Toppstöðin

Take bus #19 out of the centre of Reykjavík and you’ll soon reach what can only be described as an anomaly, Elliðarárdalur is a city park. Nothing spectacular about that, the rather strange thing is the only sustainable and uncontaminated salmon stream in a European capital (maybe the world). But, this is not what we are here for nor the strange fact that every new mayor of Reykjavík has to go through the ritual of catching first one of the fishing season. We are heading to a monstrosity of a building, a former power-station and now home to Toppstöðin, a creative ensemble of designers, artists, photographers and electric car makers. Its main purpose in its later years was filling in on peak times, or the tops of electric use such as Christmas.

Inside we manage to track down Vala Helga Schopka, the project manager of Toppstöðin and I begin by asking her a bit about what her role is?

As a Project manager I am tasked with the day to day running of the place, above me I have a board which I work very closely with, in setting out the path the Station is taking in the long run, as well as at any given time. We have around 22 entrepreneurs and startups working in the building at the moment, so there is a state of flux most of the time and my aim is to try and keep to the plan that has been laid out.

That leads me on to the purpose of the building? Since there is a high turnover, can there be a overriding aim, a grand goal and if so, do people adhere to it?

In 2008 not long after the Bank crisis started two of our board got together and started talking about ways it could be combated, the creative fields having suffered really bad. Architects being the best example.
There were these two, architect and a master builder from the council that knew about this building (scheduled for demolition in 2008 but postponed due to lack of funds) and set about working towards getting permission to move into and start using the building, built in 1948 and not used since 1985.

At its heart, is the idea of this building as a community of creative people, is sustainability, recycling and holding on and strengthening creative industries. The Topstation was formed as an organisation later that year but it took nearly a year of relentless volunteer work on the part of the board and other people that had rallied around the cause to gain accesses and start the necessary repair work in late June of 2009.

This seems like a lot of work on their part?

Yes, and all of it was as I said voluntary. For instance fafu (to be found on www.fafutoys.com) and the other people that were here from the start were building a kitchen and putting up walls for the first two months, neglecting their own work in the meantime. All of the furniture was either present or gifted to the Station by well-wishers, as of December 2009 we have been running in an official capacity and are pretty much into a second generation of inhabitants, something that never could have been realised if the furnishings and or any of the work would have had to been bought in.

Would you say that the second generation is spoilt in some way?

Yes a bit, but you’ve got to keep in mind that a part of the original scheme was to connect designers with the industry and vice versa, so the workshop out back was up and running nearly as soon as we moved into the Station, so these groups have been working together from the start. And there are simply other challenges at hand.

Has there been a Darwinian evolution of the ideas that were in the foundations?

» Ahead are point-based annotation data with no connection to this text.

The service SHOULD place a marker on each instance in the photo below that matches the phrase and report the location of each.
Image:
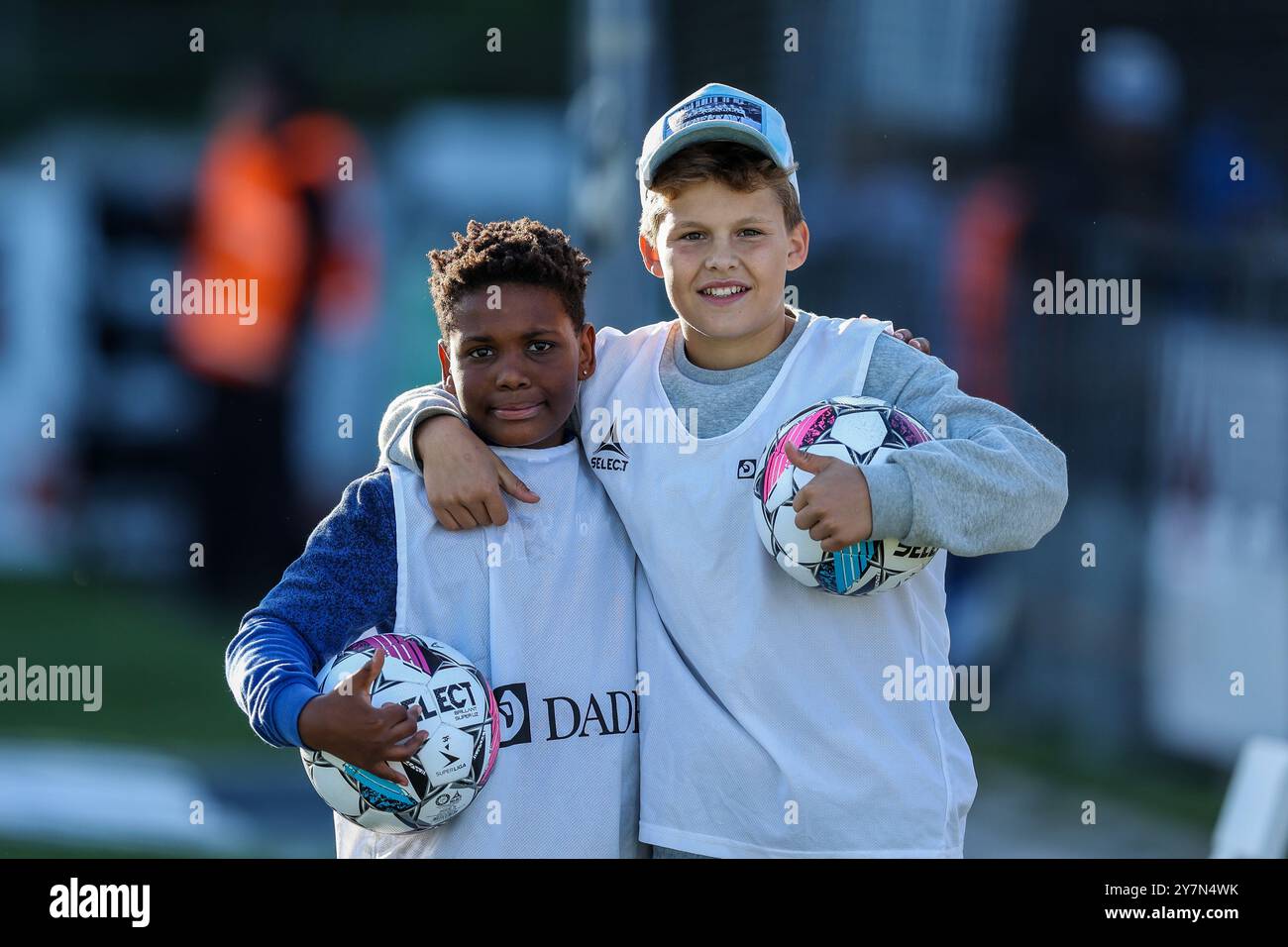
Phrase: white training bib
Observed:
(767, 727)
(546, 607)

Exactly. There are ideas at the core that have risen to the top and are very prominent in our ethos, new ideas come in with new people. Now we intend to be more extraverted, putting all our events onto the web and as we try more to engage the general public to come to our lecture series and events. Another is that we do need to become almost fully self sustaining, having great benefactors in the council and the power company, that goes a long way in doing that but there is so much more that can be done.

Six thousand square meters of building of which you have put but a small part into use, what is next on the agenda?

We are well aware of the space on the other side of the machine hall, as well as other spaces, like the coal storage downstairs. There’s just the problem with health and safety, which cannot be ignored in a building like this, so we’ll take it slow for now. You can just imagine how quickly things would get really bad if someone was to get hurt in there. Its all been drawn up by an architect, the plans are in place. Really its a case of logistics.

Was and is there a plan for world domination, or something a bit more pragmatic?

Centre for innovation in design and industry, a bit of a melting pot for cross fertilisation between different creative and academic disciplines. This would also include being a think tank and working with similar projects in the other nordic countries first and then further afield.

There is a clear, sky is the limit attitude within the building, maintaining it in the micro through personnel change and in the day to day workings that is tricky, it is so for most NGO’s. On final note I would just like to add my sentiment that I believe the building as a evolving entity will go into quarters unforeseen by anyone, it is my hope at least.

Its the end of March, the last snow of a exasperatingly long winter is being rained away, we button up our winter clothing hopefully for the last time for some while. It just might be to easy a device to use the coming of spring as metaphor for a bright future for the Topstation and Iceland’s creative industries. I will say that in my time there I’ve felt something special in this queer block of a building.